C’est très curieux, car n’importe quelle appréhension raisonnable des techniques scientifiques devrait s’attendre à ce que, à mesure que nos connaissances s’affinent, nous trouvions que les choses sont parfois pires et parfois meilleures que nos attentes, et que la distribution la plus probable est de 50-50. Les militants écologistes, en revanche, les voient invariablement comme un rapport 100-0.

Si nous sommes régulièrement surpris dans un seul sens, si nos modèles sont aveuglés par une réalité qui ne fait que s’aggraver, voilà qui ne parle pas en faveur de notre approche scientifique. En effet, on peut dire que si les modèles font sans arrêt des erreurs, c’est sans doute parce qu’ils ne sont pas valables. Et si nous ne pouvons pas nous fier à nos modèles, impossible de savoir quelle politique envisager pour changer la situation.

Si des faits nouveaux nous montrent que les conséquences du réchauffement climatique empirent de façon constante, les nobles arguments sur la méthode scientifique n’ont sans doute pas beaucoup de poids. C’est ce qui semble avoir le plus cours dans le domaine de l’interprétation du réchauffement climatique. La situation est de nouveau pire que ce que nous pensions, et malgré nos modèles défaillants, nous pensons savoir exactement ce qu’il faut faire : réduire les émissions de CO2 de façon spectaculaire.

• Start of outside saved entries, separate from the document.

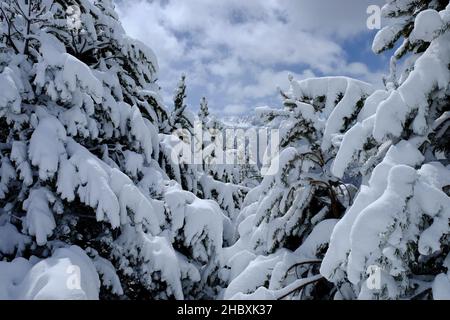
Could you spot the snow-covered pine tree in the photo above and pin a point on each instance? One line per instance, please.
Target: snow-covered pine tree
(393, 241)
(298, 192)
(194, 157)
(181, 118)
(80, 188)
(203, 113)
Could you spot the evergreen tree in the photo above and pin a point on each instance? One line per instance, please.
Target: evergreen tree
(298, 192)
(80, 113)
(396, 231)
(203, 113)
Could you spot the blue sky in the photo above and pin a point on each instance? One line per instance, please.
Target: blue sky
(236, 53)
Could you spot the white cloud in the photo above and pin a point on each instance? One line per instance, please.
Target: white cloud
(237, 52)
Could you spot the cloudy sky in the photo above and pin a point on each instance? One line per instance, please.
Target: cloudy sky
(237, 52)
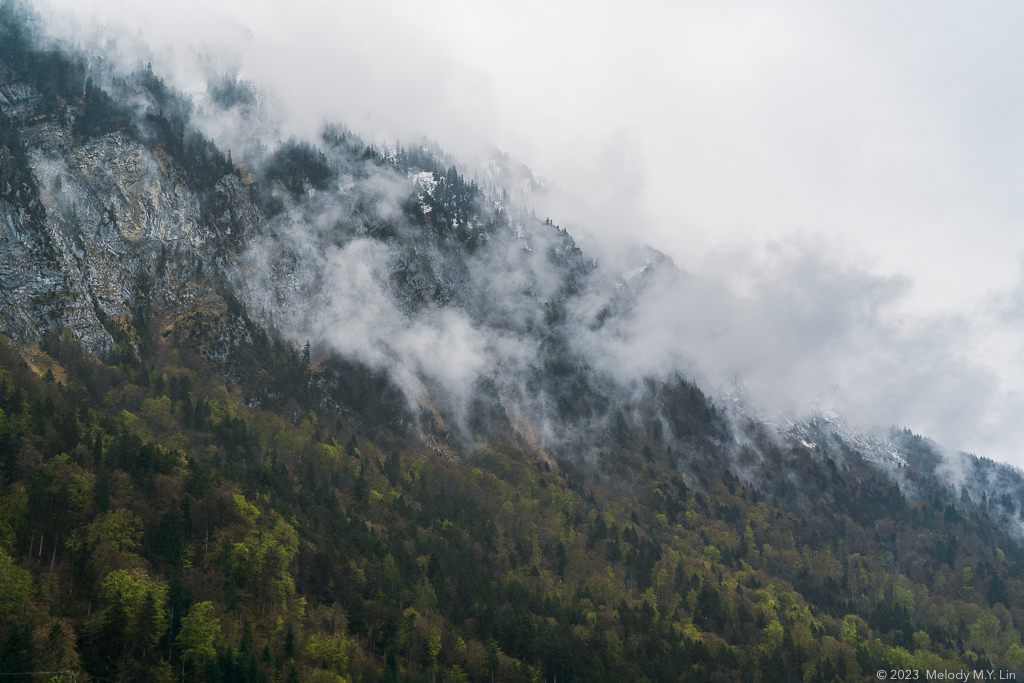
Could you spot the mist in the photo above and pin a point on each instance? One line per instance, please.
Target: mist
(836, 185)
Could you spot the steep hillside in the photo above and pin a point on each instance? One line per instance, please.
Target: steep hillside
(338, 413)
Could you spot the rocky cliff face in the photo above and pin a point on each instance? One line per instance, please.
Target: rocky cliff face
(109, 221)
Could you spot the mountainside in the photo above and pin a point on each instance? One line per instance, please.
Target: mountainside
(335, 412)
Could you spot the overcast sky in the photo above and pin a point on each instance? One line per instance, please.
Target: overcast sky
(753, 142)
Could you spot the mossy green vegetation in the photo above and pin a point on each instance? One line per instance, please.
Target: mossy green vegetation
(153, 525)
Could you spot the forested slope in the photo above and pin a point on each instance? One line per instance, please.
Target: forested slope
(153, 523)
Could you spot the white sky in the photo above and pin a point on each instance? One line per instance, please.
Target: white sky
(887, 134)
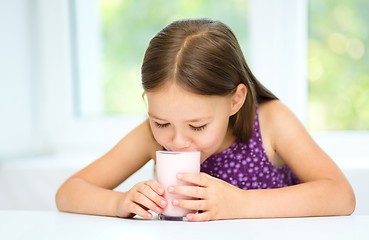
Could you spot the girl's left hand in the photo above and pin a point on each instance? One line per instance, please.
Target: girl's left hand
(217, 198)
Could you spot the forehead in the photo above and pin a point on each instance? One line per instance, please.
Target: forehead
(173, 102)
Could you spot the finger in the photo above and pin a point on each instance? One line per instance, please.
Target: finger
(190, 191)
(200, 179)
(156, 186)
(193, 217)
(190, 204)
(147, 190)
(143, 200)
(139, 210)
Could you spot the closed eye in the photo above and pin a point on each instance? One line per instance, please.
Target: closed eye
(200, 128)
(158, 125)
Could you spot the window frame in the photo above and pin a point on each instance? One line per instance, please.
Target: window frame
(61, 130)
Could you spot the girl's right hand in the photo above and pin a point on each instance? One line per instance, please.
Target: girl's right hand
(143, 196)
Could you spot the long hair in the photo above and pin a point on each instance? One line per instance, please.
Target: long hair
(204, 57)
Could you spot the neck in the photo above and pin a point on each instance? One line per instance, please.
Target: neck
(229, 139)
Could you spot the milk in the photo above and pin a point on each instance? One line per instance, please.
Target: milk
(168, 164)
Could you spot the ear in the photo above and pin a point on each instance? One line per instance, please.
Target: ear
(238, 98)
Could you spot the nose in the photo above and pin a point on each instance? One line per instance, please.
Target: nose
(180, 141)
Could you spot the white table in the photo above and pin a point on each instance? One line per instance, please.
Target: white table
(55, 225)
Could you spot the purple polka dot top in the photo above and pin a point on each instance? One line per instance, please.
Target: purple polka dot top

Mais il n’est tout simplement pas vrai que les données climatiques sont systématiquement pires que les prévisions : à de nombreux égards, elles sont exactement les mêmes, voire meilleures. Le fait que nous entendions un autre son de cloche est une indication de l’addiction des médias au sensationnalisme, mais c’est une base bien médiocre à des politiques intelligentes.

L’élément le plus évident concernant le réchauffement climatique est que la planète se réchauffe. Sa température a augmenté d’environ 1°C en un siècle, et le Groupe intergouvernemental sur l’évolution du climat des Nations unies (GIEC) prévoit une augmentation comprise entre 1,6 et 3,8°C au cours de notre siècle, principalement à cause de l’augmentation des émissions de CO2. La moyenne des 38 essais standards du GIEC montre que les modèles prévoient une augmentation de la température pour notre décennie d’environ 0,2°C.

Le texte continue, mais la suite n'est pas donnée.